This year, I’ve smacked straight into the central contradiction of professional photography workshops: If your business is doing really well, you probably don’t have time to do lots of workshops about how other people’s businesses can do really well. I felt like it would be just wrong to not do a single NYC workshop the entire year, but there was the tiny problem that I’m booked every weekend until the Christmas season — except for that one weekend I was holding for a clear-my-head vacation.
And then I realized: The week before I’m shooting a wedding in the Berkshires and taking a few days to romp in the fall foliage. The week after I’ll be in Aruba, and then New Orleans. With a job like this, work is all the vacation I need.
But my time away from hosting workshops has given me time to think about how I can improve on them. I know that my past workshops must have been pretty good because of the people who keep coming back to multiple sessions, but I’m never satisfied. I know that there are so many different people out there who are looking for springboards to further their photography, and you all are at different levels in different areas and you all learn in different ways. Whether you’re to broaden your bag of technical skills, find the bridge from being a good photographer to a successful photographer, or just have a great time and network with other professionals while making killer photos, the educator in me wants you to walk away with more than you had when you came in.
How? More focus. More differentiation. More. Two back-to-back workshops, on Saturday and Sunday October 22 and 23rd in NYC, designed to work seamlessly for people who take either or both.
Workshop Day 1: Structured around lessons that will be useful for photographers of any level:
- Turning bad situations into good photos — dealing with bad light, bad locations, altered timelines, awkward subjects, etc.
- Keeping your passion — what to do when your hobby turns into work, or when you feel you’re stuck in a rut
- Pressing your business forward — why am I booked every weekend when there are so many other good photographers out there? I have absolutely no secrets about creating great experiences for clients, getting your work seen by the right people, and everything that happens from turning that initial e-mail into an ecstatic client.
There will be plenty of shooting with individual subjects and couples, generally around structured demonstrations that show you new ways to solve common problems and break down roadblocks. Day 1 is more similar to previous full-day workshops
Workshop Day 2: The primary goal of Day 2 is for every attendee to create insanely awesome images. We’ll have models, make-up artists, lots and lots of on-location shooting, all sorts of crazy equipment — big and small strobes, LED and incandescent continuous lighting, pretty much everything that Nikon has ever made — and just enough guidance to make sure that people aren’t just seeing great images being taken, but actually creating them themselves. Then we will have a shoot review and demonstration of everything that happens after a shoot, from culling to post-processing to telling stories through image display. Day 2 attendance will be capped to a small group.
Or, in short:
Day 1: Structured discussions of the hard-won lessons that can help you stay energized, creative, and successful, even when things in front of you look terrible in every possible way.

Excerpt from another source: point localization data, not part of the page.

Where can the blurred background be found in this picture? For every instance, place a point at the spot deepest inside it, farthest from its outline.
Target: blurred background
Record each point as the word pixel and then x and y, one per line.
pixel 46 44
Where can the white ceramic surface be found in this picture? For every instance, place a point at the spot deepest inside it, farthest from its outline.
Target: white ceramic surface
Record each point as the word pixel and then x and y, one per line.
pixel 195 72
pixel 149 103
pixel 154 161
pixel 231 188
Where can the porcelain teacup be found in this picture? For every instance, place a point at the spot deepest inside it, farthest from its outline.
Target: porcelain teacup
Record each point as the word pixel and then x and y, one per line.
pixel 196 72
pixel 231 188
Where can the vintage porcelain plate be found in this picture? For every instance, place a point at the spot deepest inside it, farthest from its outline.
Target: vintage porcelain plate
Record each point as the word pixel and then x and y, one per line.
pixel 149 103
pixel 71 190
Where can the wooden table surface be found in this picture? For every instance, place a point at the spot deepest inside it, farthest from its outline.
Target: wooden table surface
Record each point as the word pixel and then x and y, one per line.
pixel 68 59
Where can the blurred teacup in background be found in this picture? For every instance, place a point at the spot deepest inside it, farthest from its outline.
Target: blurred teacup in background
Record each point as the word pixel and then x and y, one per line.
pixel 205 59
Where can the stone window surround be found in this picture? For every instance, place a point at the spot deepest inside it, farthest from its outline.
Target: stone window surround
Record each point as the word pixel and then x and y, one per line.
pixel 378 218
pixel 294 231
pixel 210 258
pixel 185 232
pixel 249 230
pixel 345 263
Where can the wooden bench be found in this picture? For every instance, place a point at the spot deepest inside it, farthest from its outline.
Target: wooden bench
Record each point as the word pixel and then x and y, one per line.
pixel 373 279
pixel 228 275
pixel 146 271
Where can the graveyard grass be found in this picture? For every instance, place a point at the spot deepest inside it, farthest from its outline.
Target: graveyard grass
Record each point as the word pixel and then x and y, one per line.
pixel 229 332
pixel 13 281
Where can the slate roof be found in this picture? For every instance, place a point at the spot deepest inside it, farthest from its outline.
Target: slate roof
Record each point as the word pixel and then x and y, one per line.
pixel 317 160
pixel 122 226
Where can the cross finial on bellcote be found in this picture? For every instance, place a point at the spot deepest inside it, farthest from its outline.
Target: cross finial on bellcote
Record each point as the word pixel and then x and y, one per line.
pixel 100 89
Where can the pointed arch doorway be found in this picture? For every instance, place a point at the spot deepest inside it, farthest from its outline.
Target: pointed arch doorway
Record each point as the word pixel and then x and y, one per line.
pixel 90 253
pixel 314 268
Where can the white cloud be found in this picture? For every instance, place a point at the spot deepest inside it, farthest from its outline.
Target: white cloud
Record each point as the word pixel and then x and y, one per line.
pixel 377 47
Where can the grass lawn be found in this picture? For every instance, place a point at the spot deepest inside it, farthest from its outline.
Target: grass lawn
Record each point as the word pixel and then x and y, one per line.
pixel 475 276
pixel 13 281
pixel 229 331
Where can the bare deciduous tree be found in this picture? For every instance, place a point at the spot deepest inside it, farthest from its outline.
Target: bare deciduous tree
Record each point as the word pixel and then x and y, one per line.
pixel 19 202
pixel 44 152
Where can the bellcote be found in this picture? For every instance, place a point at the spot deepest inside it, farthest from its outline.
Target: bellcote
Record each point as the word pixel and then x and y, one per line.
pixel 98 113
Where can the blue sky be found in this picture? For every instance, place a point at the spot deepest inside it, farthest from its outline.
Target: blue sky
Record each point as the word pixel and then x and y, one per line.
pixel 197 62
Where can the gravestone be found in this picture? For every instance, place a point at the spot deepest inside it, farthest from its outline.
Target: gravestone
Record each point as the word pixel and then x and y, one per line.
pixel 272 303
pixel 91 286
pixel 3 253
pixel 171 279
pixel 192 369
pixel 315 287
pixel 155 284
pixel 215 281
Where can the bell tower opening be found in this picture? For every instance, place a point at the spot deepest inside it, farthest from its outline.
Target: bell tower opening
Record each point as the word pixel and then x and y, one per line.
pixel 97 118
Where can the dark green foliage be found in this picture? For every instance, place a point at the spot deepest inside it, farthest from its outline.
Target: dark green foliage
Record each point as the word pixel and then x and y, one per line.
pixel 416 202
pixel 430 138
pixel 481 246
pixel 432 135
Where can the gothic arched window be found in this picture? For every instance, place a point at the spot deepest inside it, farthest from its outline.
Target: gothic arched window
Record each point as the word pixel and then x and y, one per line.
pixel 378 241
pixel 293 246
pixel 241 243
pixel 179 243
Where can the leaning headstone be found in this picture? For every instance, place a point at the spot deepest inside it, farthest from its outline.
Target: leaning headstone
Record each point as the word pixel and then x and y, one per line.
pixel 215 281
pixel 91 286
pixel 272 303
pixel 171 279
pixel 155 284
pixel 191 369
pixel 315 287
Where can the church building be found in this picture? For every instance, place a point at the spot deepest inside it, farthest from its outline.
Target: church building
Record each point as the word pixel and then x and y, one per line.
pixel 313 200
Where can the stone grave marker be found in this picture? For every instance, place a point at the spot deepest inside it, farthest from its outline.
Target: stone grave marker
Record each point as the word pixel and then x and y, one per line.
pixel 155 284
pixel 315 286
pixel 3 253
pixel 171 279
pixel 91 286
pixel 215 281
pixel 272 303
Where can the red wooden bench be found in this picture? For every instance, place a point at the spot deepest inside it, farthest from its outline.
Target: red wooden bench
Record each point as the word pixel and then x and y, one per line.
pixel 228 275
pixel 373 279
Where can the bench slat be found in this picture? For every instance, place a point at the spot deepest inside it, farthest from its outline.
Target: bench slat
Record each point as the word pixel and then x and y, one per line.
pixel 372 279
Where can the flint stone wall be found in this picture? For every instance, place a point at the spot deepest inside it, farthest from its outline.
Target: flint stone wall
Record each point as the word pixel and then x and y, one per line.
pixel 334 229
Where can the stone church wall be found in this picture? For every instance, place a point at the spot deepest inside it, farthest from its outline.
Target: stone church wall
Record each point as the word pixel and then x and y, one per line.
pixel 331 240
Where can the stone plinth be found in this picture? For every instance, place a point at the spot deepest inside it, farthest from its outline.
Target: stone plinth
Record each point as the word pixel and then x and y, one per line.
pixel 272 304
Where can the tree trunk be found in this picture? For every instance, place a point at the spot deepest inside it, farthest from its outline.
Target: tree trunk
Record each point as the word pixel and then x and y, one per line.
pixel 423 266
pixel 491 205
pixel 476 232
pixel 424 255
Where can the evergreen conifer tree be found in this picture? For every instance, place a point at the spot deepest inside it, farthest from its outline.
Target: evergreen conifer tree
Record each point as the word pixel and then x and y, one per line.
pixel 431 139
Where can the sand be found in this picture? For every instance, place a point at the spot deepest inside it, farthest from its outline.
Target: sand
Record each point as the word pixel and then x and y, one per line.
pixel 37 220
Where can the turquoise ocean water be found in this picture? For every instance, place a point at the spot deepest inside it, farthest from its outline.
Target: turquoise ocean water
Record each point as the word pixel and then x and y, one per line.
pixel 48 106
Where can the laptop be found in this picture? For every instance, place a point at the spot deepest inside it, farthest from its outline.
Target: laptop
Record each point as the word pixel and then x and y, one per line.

Day 2: Learning by doing, a mix of watching how I would take a scene to the next level and the freedom to do it yourselves, both in-camera and in post-processing.
Either day is valuable by itself, but they are designed to be taken together without feeling repetitive.
I know this this short notice for most people. At my last workshop, 85 percent of the attendees flew in from all parts of the globe, and late October is wedding season pretty much everywhere. Because of that, this workshop will have a bit of a discount:
Pricing: Either day costs $350 to attend. Both days cost $600 to attend, and people who attend both days will also get a free digital portfolio review focusing on artistic merit, business perspective, or both.